Dans le combat politique qui prend tout son sens ici, la volonté du peuple ne compte que pour du beurre malgré les discours surréalistes dans lesquels on entend clamer que le peuple veut ceci ou le peuple a décidé de cela. Neuf fois sur dix ce peuple-là est lui-même le premier surpris en apprenant ce qui aurait été sa décision. Mais tout est bon pour pérenniser un pouvoir au nom du peuple ou de réclamer le pouvoir au nom du peuple.

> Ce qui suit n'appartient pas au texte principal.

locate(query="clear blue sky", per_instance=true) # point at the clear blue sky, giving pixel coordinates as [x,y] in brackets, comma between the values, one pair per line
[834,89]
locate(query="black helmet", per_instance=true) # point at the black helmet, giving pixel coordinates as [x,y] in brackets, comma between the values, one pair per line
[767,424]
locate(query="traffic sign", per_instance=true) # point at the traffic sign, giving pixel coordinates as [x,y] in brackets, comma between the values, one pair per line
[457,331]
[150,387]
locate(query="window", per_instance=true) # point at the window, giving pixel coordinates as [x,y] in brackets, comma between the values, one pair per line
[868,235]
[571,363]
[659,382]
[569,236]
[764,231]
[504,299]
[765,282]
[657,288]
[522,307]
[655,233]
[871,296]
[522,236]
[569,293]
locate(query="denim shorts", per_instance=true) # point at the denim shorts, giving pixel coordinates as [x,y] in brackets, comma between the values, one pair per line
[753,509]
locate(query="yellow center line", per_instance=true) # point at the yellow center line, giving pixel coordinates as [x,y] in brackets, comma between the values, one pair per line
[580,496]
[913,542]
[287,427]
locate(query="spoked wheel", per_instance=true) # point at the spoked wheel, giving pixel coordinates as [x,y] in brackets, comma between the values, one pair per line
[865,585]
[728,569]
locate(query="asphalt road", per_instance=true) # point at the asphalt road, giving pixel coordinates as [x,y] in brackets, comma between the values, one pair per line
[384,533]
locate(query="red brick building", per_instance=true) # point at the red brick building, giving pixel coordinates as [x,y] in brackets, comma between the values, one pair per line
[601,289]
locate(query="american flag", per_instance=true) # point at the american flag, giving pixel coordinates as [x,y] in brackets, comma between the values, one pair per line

L’âpreté des grandes batailles et les grosses manuvres entre systèmes et partis politiques peuvent donc se comprendre. Là, l’Afrique n’invente rien. Par contre, là où elle a pu mettre son grain de sel, c’est dans la technique d’influence des rapports entre les hommes politiques, et cela au point d’inspirer certains Européens. Combien de fois, en effet, des leaders politiques européens n’ont-ils pas succombé à la tentation de consulter un marabout pour connaître leur avenir politique ?

L’Africain fait corps avec le mysticisme et ne se sent parfois rassuré que lorsque l’invisible vient à son secours pour des choses concrètes. D’ailleurs, dans ce recours aux forces occultes, c’est moins l’inflexion de la volonté du peuple qui est recherchée que celle des tenants ou futurs tenants du pouvoir, ceux qui peuvent de par leur volonté faire changer le cours de la vie professionnelle ou politique de leurs camarades.

Les canaris et cauris jetés au milieu des carrefours et autres sacrifices sont autant de moyens pour s’attirer les bonnes grâces des seigneurs. Dur, dur d’être haut responsable car, même les cadeaux à certaines occasions, sous le couvert du témoignage de l’amitié, sont des cadeaux « empoisonnés » enrobés d’incantations dictées par le souci du donateur de ne pas se faire oublier par le receveur. L’objet ou la bête ne sont jamais choisis par hasard ; ils le sont sur conseils des conseillers occultes.

Heureusement, le « poison » en question n’est pas destiné à tuer ni à faire du mal, car il faut bien que le receveur soit en vie et en forme pour accomplir l’espérance du donateur qui n’aspire qu’à être plus proche du demi-dieu et pouvoir boire le lait sans chercher à compter les veaux.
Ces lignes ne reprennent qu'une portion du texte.